US newspaper The Boston Globe in a report citing unnamed military sources meanwhile said that US special forces alongside Somali, Ethiopian and Kenyan troops had been conducting joint operations on the ground in the region for the past fortnight.
US warships among them the aircraft carrier Dwight D Eisenhower were according to the Globe deployed off the Somali coast to prevent Islamists fleeing by sea.
Officials told the newspaper that Washington sees the present campaign against the Somali Islamists as an opportunity to track wanted militants and to prevent the country from becoming a safe haven for Islamists linked to the al-Qaeda terror network.
Unconfirmed reports said that Fazul Abdullah Mohammed, a leading al-Qaeda terrorist believed to be responsible for the 1998 attacks on the US embassies in Kenya and Tanzania, was among those killed in the Sunday strikes. The bombing of the US embassies killed more than 200 people, including 12 Americans.

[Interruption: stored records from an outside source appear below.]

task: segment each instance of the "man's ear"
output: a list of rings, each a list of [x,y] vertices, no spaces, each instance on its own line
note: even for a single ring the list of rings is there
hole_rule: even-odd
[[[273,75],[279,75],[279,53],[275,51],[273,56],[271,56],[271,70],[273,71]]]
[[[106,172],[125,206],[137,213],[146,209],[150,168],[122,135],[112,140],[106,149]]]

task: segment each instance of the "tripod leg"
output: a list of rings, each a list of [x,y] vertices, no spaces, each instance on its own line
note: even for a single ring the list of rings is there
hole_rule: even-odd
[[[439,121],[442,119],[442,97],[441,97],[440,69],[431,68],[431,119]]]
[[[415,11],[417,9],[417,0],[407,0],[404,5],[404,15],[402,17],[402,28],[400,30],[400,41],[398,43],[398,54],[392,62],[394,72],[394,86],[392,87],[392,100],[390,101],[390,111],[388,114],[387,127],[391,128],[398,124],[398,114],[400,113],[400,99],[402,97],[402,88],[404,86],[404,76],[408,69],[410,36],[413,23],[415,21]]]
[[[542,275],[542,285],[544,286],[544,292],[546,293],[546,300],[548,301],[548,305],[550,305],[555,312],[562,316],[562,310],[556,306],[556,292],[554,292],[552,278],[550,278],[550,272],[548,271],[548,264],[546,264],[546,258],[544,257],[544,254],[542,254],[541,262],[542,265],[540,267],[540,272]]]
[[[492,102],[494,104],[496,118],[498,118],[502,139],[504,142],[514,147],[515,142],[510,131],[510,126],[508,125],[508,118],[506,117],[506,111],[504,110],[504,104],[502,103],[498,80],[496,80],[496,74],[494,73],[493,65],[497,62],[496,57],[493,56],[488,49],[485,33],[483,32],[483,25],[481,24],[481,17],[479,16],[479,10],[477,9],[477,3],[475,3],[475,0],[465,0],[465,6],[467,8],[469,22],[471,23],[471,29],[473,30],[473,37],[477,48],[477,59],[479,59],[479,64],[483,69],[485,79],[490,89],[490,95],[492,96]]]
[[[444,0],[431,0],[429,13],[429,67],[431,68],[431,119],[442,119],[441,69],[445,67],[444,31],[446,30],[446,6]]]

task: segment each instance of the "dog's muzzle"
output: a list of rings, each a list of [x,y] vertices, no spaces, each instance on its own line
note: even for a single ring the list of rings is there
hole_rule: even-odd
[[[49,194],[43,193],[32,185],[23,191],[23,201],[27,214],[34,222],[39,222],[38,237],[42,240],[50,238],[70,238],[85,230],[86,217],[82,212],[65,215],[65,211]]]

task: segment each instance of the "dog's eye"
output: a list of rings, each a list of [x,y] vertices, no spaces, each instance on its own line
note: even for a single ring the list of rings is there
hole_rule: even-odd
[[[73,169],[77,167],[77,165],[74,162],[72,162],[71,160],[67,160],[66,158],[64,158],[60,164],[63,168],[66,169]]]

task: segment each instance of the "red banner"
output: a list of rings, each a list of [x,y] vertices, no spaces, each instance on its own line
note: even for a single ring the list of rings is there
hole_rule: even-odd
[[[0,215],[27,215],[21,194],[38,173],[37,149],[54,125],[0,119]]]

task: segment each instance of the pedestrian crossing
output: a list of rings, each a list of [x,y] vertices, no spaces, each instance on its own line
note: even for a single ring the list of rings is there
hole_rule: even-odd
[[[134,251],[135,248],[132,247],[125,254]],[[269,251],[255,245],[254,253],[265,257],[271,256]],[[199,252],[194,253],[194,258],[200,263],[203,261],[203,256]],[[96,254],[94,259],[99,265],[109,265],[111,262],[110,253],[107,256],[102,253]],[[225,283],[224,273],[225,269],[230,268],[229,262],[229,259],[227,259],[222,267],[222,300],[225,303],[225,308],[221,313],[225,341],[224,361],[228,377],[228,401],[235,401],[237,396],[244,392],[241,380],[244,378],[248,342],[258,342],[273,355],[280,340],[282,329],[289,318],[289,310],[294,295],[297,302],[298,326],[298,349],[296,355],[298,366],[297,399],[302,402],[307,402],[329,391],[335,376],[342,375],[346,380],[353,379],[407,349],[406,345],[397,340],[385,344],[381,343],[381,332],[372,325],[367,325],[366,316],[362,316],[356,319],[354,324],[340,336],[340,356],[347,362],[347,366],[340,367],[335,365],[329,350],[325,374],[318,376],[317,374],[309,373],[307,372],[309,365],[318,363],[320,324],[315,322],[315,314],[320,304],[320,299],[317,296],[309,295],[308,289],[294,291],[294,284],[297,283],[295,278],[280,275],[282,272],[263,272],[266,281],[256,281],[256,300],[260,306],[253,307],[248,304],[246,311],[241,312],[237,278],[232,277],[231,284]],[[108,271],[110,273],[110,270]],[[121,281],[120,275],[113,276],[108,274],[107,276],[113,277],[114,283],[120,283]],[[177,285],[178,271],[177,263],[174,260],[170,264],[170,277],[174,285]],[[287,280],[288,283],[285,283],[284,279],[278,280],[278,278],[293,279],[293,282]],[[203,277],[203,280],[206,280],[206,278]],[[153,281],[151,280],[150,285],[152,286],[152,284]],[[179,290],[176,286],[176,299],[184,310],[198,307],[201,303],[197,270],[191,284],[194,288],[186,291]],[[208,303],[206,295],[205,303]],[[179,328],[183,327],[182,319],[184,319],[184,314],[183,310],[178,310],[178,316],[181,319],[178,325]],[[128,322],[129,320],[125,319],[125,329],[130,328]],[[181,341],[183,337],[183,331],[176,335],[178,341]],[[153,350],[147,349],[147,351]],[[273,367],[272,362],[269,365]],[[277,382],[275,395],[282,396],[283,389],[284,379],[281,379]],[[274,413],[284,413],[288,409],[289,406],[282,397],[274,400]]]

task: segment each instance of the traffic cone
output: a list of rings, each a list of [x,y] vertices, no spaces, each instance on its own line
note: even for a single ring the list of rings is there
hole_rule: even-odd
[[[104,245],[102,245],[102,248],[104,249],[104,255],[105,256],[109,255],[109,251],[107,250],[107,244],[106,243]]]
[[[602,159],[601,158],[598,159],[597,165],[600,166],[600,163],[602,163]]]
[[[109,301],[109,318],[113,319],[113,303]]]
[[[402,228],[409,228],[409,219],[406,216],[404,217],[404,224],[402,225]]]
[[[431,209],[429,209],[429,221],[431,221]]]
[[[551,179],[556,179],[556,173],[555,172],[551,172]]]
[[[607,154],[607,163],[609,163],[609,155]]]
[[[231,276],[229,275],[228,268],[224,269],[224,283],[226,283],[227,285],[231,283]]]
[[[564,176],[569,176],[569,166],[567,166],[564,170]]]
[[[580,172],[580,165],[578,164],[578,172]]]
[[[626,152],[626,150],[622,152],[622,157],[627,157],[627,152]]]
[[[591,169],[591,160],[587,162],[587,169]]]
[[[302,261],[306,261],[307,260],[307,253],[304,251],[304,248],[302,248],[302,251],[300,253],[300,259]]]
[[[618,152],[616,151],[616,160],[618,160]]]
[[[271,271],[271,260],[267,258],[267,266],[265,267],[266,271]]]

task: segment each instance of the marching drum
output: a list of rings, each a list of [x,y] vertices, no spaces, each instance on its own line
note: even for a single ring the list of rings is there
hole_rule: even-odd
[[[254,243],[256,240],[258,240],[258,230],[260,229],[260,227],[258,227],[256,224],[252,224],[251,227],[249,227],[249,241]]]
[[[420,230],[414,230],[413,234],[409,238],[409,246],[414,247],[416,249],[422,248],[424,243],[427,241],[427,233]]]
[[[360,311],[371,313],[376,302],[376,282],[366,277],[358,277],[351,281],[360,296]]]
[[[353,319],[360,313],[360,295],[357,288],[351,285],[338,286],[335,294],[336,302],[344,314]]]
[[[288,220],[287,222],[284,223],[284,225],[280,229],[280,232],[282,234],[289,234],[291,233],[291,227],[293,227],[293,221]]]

Mohammed, 34, appears on the list of 'most wanted' terrorists maintained by the US Federal Bureau of Investigation (FBI). A reward of up to 5 million dollars is offered for information leading directly to his apprehension or conviction.
Both the White House and the Pentagon have refused to confirm reports that Mohammed was among those killed in Sunday's strike. US government spokesman Tony Snow on Tuesday however said that Washington had the right to pursue al-Qaeda terrorists worldwide.
In the meantime no concrete information has been forthcoming on the number of civilians killed in the strike. Ethiopian military helicopters and fighter jets were Wednesday reported to be operating in the locale.
The US government has backed efforts to deploy an African Union (AU) peacekeeping force in Somalia to prevent the formation of a power vacuum following the withdrawal of the Ethiopians. Uganda has already pledged 1,500 for such a force.
Kenyan Foreign Minister Raphael Tuju was meanwhile engaged in visits to other African countries in a bid to secure more troops.
Meanwhile three people, including civilians, were stated by witnesses to have been killed in an attack on an Ethiopian military base in Mogadishu Tuesday evening.
Unknown assailants had attacked the base in the south of the city with mortars. A gun fight had ensued. On Sunday in a similar incident, three other people were killed.
Observers fear that the UIC have not yet been defeated, but are continuing to attack the interim government and its Ethiopian allies which at the end of December launched a military campaign to dislodge the UIC from its position of power.